“Screensavers” variations are the most dangerous terms one could search for

May 28, 2009 08:29 GMT  ·  By

Given the increasing trend of cybercrooks using black-hat SEO techniques to push their malicious pages higher on search result pages, security researchers from global antivirus vendor McAfee decided to determine the most dangerous popular search keywords for 2008. According to their recently released report (PDF), combinations and variations of screensavers, lyrics and free have the highest risk rating.

In order to perform the study, McAfee chose 1,600 search keywords, popular amongst Internet users from the U.S., as well as other countries. Search results from five major engines, Google, Yahoo!, Live, AOL, and Ask, were analyzed using the company's SiteAdvisor product, which identifies malicious websites.

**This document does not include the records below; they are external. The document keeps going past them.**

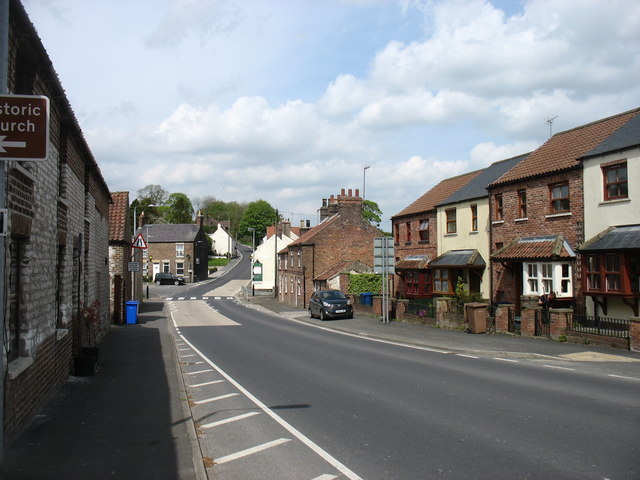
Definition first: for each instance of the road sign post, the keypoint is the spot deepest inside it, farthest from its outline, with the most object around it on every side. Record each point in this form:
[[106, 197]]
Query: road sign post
[[384, 264], [24, 127]]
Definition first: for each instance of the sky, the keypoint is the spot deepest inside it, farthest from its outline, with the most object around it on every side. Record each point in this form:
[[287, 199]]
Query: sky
[[289, 100]]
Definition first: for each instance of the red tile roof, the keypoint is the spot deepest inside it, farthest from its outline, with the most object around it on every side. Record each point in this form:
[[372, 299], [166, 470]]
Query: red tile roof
[[118, 216], [437, 194], [535, 248], [562, 151]]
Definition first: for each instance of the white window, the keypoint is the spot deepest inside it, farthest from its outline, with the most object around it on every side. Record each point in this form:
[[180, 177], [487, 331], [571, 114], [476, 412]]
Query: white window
[[545, 277]]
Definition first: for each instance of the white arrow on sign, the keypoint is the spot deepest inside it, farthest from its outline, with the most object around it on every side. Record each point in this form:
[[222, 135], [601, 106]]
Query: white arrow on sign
[[9, 144]]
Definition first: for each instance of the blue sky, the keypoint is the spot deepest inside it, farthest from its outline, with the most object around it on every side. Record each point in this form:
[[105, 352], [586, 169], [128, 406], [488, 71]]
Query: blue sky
[[288, 100]]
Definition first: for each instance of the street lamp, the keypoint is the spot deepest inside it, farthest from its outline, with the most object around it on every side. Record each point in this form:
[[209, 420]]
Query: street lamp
[[364, 180]]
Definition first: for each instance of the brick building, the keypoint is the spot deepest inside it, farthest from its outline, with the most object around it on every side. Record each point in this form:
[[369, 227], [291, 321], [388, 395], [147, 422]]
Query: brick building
[[415, 238], [537, 217], [57, 243], [341, 236], [181, 249]]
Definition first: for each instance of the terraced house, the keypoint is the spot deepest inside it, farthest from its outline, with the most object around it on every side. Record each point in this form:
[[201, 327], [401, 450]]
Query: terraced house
[[57, 259]]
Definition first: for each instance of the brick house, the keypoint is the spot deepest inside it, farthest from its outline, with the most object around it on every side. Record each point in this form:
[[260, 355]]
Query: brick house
[[610, 257], [56, 248], [341, 236], [463, 234], [537, 217], [180, 249], [415, 238]]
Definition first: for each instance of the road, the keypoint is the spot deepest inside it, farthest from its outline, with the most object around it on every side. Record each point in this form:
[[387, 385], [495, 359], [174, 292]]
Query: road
[[279, 399]]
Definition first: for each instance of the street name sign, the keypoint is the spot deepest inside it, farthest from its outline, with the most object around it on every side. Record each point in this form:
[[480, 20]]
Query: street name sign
[[24, 127], [139, 242]]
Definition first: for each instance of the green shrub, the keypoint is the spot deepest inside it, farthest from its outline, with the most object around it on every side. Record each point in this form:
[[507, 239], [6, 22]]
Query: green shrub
[[365, 283]]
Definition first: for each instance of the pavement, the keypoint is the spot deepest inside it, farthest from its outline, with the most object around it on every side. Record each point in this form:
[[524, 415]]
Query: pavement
[[131, 420]]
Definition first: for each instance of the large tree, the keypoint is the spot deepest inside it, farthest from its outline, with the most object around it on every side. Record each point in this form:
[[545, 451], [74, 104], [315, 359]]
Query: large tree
[[371, 213], [259, 215], [178, 209]]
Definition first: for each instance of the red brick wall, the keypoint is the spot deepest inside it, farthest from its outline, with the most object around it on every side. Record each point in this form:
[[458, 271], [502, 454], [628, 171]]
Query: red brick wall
[[538, 223]]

The keywords were grouped by categories and popularity in certain countries. Furthermore, search intelligence company Hitwise was contracted to generate popular variations for each popular keyword, which provided a much better insight into the risk factor of each category of keywords. McAfee researchers ranked keywords both by the number of malicious links found on the riskiest result page, and by their overall percentage spanning all results.

"The categories with the worst maximum risk profile were lyrics keywords (26.3%) and phrases that include the word 'free' (21.3%). If a consumer landed at the riskiest search page for a typical lyrics search, one of four results would be risky," the experts conclude. On the other side of the barricade are medical terms and those related to economy, with a 4.0% and 3.5% maximum risk on a single page of results.

When it comes to keyword variations, the "screensavers" category was the winner with a maximum risk rating of 59.1% and an average of 34.4%, followed by "free games," with under half the danger level of the first, 24.7% maximum and 6.8% average.

The study also revealed some surprises. For example, "the phrase 'www google com' was searched approximately five million times on Google itself." Meanwhile, variations of "Viagra," a highly popular spam keyword, surprisingly scored very low in terms of risks.

Another strange, but nevertheless important, find was that, "Keywords popular in non-U.S. countries were significantly riskier than those popular in the United States. 14 countries had keyword lists that exposed users to a higher maximum risk than average, including the Czech Republic (14.2%) and Brazil (12.1%)." The researchers concluded that, "This could be early evidence of a troubling new trend of scammers targeting non-U.S. victims."